At Frieze New York yesterday, in the densely hung Galerie Frank Elbaz booth, I stumbled upon two fantastic paintings by Bernard Piffaretti, a French abstract painter who wasn’t included in Frieze’s list of participating artists.
Readers may recall that in 2010 Piffaretti (b. 1955) was included in “Le Tableau,” a group show of French post-war abstraction curated by Joe Fyfe, and, earlier this year, Piffaretti had a solo show at Cherry and Martin –his first US solo in a decade. Piffaretti is known for his intellectual approach to abstraction and a seemingly rigid, systematic painting process. After dividing his large canvases in two equal vertical sections, Piffaretti paints one half intuitively and then paints the second half exactly like the first.

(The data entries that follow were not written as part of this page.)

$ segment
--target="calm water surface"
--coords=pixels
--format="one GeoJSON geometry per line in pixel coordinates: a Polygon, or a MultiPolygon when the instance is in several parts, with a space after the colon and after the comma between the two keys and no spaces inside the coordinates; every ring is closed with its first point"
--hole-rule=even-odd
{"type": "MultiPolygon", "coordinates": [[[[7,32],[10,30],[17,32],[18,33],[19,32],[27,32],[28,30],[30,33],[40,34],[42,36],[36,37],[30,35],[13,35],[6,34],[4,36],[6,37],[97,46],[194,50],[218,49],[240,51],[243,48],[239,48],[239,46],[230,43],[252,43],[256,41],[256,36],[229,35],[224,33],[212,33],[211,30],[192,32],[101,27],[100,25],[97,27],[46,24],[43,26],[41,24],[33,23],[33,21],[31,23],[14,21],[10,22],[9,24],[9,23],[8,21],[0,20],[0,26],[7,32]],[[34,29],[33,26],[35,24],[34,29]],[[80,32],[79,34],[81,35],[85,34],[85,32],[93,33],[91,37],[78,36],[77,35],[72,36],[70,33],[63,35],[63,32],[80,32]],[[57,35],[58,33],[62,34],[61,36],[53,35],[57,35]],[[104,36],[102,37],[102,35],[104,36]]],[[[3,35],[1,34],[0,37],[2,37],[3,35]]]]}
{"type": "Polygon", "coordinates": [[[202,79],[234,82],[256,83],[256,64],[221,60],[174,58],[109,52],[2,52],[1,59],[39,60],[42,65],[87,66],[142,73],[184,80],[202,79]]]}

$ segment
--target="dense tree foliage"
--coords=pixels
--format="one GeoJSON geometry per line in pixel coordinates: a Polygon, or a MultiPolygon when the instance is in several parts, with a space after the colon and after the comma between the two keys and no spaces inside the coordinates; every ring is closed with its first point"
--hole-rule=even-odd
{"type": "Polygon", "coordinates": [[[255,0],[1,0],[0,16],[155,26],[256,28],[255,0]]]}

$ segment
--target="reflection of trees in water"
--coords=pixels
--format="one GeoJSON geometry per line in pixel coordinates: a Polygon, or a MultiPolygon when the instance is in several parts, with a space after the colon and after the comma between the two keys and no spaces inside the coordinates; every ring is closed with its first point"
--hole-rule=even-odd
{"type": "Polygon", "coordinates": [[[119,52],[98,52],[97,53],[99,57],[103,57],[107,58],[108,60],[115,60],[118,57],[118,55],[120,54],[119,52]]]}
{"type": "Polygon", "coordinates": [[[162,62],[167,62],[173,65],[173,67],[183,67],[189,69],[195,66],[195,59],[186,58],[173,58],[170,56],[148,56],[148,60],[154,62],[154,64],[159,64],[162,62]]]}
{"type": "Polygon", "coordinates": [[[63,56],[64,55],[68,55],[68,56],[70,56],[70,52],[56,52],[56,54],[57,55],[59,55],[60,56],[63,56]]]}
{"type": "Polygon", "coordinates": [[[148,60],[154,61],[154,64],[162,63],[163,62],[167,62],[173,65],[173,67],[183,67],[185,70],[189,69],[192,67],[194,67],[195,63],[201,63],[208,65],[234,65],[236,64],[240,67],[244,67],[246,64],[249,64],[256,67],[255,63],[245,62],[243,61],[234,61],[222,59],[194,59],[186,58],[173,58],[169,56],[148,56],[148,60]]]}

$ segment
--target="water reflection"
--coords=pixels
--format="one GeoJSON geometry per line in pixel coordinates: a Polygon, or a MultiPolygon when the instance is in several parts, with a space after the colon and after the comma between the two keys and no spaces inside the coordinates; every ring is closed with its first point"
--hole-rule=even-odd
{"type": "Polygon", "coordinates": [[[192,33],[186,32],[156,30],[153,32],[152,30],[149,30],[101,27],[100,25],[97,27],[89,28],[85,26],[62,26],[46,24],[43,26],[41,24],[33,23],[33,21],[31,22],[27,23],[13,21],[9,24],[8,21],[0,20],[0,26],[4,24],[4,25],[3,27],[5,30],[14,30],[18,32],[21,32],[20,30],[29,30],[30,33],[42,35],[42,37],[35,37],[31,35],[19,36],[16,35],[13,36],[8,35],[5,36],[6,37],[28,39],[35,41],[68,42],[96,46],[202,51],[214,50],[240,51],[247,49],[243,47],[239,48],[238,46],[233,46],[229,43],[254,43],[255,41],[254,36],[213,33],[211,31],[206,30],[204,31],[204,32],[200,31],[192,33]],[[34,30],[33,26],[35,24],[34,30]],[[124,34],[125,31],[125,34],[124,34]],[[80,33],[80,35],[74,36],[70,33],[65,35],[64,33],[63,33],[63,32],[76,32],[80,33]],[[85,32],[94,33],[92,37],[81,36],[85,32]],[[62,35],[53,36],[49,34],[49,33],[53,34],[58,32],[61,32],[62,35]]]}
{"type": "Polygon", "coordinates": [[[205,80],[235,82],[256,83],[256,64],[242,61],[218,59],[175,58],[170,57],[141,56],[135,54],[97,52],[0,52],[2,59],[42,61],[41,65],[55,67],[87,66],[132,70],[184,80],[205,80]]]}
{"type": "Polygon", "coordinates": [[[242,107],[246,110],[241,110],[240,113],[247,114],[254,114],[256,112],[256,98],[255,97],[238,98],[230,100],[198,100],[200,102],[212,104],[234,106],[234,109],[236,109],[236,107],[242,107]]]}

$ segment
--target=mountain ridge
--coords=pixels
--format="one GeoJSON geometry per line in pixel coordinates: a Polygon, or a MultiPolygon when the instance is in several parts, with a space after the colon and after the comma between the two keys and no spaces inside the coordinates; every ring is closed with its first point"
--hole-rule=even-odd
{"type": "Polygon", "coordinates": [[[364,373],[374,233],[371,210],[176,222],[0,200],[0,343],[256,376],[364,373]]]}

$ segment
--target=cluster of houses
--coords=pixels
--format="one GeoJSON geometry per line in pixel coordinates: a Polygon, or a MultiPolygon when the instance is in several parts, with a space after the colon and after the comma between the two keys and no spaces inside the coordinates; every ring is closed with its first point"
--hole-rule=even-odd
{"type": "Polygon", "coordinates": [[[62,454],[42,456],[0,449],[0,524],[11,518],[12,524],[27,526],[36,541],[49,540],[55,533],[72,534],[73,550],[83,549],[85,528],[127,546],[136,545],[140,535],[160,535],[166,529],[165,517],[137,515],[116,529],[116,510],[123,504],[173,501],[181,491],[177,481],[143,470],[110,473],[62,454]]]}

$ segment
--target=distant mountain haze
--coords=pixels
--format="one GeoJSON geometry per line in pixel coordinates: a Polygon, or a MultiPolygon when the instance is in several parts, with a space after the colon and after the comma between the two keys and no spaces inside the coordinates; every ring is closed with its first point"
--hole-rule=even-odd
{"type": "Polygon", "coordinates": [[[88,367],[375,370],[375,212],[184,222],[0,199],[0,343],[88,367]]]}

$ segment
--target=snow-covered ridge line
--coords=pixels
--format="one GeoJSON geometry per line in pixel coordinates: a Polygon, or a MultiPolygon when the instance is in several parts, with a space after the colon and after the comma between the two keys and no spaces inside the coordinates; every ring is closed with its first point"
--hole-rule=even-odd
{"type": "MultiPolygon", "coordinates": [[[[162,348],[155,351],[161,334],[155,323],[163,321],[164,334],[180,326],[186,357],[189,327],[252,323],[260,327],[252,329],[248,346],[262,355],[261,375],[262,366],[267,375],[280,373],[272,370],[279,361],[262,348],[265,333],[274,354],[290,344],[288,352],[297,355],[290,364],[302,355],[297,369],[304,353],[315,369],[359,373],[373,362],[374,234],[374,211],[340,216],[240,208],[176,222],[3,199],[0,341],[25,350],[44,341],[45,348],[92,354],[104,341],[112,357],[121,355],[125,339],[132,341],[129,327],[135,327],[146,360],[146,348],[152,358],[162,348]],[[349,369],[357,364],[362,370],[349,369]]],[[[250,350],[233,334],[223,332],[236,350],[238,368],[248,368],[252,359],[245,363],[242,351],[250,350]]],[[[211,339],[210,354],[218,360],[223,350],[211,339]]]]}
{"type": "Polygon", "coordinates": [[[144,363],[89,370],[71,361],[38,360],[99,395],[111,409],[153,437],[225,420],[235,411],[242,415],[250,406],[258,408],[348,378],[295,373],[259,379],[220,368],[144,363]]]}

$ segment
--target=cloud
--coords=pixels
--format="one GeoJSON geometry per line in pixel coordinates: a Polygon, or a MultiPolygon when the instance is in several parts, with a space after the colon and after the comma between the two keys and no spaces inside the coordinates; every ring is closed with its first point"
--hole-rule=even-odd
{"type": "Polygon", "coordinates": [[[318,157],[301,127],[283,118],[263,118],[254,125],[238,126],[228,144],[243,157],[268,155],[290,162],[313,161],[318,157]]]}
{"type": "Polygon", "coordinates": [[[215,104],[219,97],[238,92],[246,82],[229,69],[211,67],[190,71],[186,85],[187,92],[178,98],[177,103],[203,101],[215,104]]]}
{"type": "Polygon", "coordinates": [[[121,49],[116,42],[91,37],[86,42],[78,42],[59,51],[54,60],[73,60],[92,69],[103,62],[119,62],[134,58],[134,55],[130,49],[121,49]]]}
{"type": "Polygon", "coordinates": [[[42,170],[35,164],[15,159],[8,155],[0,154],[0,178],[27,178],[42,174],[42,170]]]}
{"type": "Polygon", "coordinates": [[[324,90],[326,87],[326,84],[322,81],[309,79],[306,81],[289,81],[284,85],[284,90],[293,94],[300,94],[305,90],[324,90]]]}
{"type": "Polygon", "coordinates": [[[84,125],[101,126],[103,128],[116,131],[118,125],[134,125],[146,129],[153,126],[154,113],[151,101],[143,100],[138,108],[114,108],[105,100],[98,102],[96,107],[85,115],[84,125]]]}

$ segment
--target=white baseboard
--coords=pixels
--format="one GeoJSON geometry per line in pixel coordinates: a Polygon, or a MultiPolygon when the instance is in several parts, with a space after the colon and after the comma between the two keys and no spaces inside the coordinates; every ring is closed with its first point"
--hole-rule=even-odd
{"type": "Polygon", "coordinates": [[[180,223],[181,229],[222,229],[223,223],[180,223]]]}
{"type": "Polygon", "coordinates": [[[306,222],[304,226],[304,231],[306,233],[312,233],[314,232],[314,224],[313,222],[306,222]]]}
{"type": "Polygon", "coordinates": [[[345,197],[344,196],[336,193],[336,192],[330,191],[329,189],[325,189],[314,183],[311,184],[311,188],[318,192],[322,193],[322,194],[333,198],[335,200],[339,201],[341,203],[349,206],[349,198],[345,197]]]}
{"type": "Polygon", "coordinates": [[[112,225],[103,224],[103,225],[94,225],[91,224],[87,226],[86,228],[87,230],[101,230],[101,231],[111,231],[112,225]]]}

“The simple act of redoing almost identically everything (every think) that was painted the first time around has the effect of cutting off any subjective effects due to the painting’s form, style or color, so that it is now just painting,” Piffaretti told Joe Fyfe in a 2006 Bombsite interview. It is not a copy, because a copy is made in relation to a final state. It really is a matter of displacement, of a wholly repeated time. “
Piffaretti describes the process as “self-cannibalism,” which raises interesting questions about authenticity, originality, and how we make images.
Images above: Both by Bernard Piffaretti, but no other information was available.